Other companies such as Rackspace, and MediaTemple provide web hosting (Amazon does this too!) for millions of customers worldwide. They’ve turned web servers, and web software— and the databases into commodity. Buy a server service from them and you get machines running windows or linux with the accompanying web server. So you can just start building a website in no time at all.

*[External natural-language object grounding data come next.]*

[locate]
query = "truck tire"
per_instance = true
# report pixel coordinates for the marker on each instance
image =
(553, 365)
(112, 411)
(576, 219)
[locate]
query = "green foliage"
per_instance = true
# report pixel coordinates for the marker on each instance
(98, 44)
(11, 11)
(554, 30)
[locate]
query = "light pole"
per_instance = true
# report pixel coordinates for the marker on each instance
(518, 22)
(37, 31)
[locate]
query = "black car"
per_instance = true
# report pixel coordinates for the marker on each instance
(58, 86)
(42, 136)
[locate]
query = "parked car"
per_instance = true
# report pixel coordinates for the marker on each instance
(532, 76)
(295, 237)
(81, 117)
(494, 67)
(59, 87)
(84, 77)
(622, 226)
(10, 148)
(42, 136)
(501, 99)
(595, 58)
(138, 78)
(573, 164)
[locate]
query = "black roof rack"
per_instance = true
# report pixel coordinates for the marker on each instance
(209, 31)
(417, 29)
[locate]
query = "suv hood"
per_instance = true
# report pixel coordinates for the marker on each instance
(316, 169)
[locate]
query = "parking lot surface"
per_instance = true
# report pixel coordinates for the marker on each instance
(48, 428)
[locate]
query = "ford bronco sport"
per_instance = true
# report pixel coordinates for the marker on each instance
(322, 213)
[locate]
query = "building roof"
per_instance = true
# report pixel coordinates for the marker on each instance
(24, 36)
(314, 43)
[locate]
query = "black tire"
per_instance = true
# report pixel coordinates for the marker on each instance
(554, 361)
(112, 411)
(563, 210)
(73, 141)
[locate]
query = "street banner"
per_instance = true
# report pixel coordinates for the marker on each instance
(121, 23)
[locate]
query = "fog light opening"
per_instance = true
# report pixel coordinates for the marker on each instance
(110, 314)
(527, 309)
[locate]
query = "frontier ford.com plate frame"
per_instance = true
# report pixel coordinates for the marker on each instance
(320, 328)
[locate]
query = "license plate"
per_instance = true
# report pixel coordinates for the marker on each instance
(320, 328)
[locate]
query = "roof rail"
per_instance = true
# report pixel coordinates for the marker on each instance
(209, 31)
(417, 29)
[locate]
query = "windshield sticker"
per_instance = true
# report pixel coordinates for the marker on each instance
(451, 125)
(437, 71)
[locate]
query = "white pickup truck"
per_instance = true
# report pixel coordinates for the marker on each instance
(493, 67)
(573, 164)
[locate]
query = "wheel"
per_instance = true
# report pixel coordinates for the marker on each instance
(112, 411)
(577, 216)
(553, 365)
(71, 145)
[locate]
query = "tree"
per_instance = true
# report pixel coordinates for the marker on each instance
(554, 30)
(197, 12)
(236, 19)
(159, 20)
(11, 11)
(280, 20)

Lastly, there is something called, platform-as-a-service. TxtVia is an example of this. They specialize in platform-as-a-service finance technology. TxtVia is a leading provider of transaction processing technology, and they have a very active call center and software development office in the Philippines.

Computing as a service


John Gage coined the phrase, “The Network is the computer”. It was the motto of a little company called Sun Microsystems that was acquired by Oracle. It was ahead of its time, that term but it is an apt description of what iCloud, Dropbox, software-as-a-service, and platform-as-a-service is all about. Simply put, “The Cloud,” is computing as a service. It is the culmination of that vision to make computing a commodity, the network as a computer and beyond it, another piece of the puzzle that makes computing totally ubiquitous.